Wednesday, February 4, 2009

Got my ITIL today

So today I got the most useless certification in my field. The ITIL or as we call it here, the IKILL. If you ever wondered why you get such horrible service when you call anyone: the cable company, the phone company, dell, well it's because of ITIL.

As wiki puts it "The Information Technology Infrastructure Library (ITIL) is a set of concepts and policies for managing information technology (IT) infrastructure, development and operations."

I used to work for NMCI, who obviously followed the ITIL. Part of the ITIL says that lower end people on the service desk should not be there permanently but trained to move into higher management positions. "The service desk is a stepping stone".

First off the ITIL is from Europe and they spell stuff like utilize, utalise. A lot of s's instead of z's. Second, what works for one company doesn't work for another. This ITIL is what was making the customers at NMCI hate us all because the system is so cluster ------. Different companies need different standards and "processes". They all try to run the same way and it doesn't take a rocket scientist to see that we get horrible service anytime we call any helpdesk. And it just keeps getting worse because they keep trying to put more standardization. It's like more government, just more problems.

A call at NMCI was suppose to end in less than 15 minutes. A lot of people after 15 minutes couldn't finish so they escalated the calls, which cost up to 15X as much to fix than over the phone. After a year there I could easily, and I did, close all calls in under 3 minutes. I took 117 calls one day and routinely took over 90, average was about 18-20 for other people! I told management they need to take a different approach because with 70,000, yes 70,000 applications on that network, the agents were quitting before they had a clue what was going on. The government was paying thousands, around 10K just to get people a clearance. Then they would give them 3 weeks training. Finally they put them on the floor and they are fumbling on calls pissing people off because they are new and don't know what they are doing. A couple months later they move onto better jobs, all compliments of government training. It takes the average person 6 months- a year to get that network down. Of course for me, 3 months because I'm not average.

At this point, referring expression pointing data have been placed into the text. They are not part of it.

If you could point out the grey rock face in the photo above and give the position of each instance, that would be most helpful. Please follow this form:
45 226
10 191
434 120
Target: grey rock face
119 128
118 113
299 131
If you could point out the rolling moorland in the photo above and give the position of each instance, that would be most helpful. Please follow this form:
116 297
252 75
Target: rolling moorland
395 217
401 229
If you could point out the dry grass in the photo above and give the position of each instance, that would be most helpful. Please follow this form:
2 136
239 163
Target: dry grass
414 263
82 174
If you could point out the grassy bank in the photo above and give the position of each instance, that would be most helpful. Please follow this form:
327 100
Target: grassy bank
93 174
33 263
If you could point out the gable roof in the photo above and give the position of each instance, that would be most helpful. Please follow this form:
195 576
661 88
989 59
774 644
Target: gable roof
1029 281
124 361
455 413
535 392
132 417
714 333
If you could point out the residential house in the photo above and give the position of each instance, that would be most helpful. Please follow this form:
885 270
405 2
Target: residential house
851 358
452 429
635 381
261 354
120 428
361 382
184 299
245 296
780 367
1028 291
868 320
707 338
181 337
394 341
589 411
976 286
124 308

So I told management one day they need to have more incentives to keep people there. Give them more money after a probationary period. Pay people double what they start out at, they can do as much work as 4 or 5 people by that time, keep the customers happy instead of ready to blow a fuse on every call, and overall it would save the company so much money. You could have 300 people doing the job of the 900 they had, and have completely different results when customers get 3 minute service that fixes their problem as opposed to 20 minutes or even an hour just to escalate the problem to me or someone else that actually had a clue what was going on. Other agents got yelled at in the worst ways daily. I on the other hand only got yelled at once by a complete moron. I got compliments daily from people that hated NMCI but they had nothing but good things to say about my service for them. There could have been a lot more happy people if EDS had the brains to realize the ITIL is not the solution.

But management simply said "the helpdesk is a stepping stone".

And that is what the ITIL teaches you... How to run your company into the ground.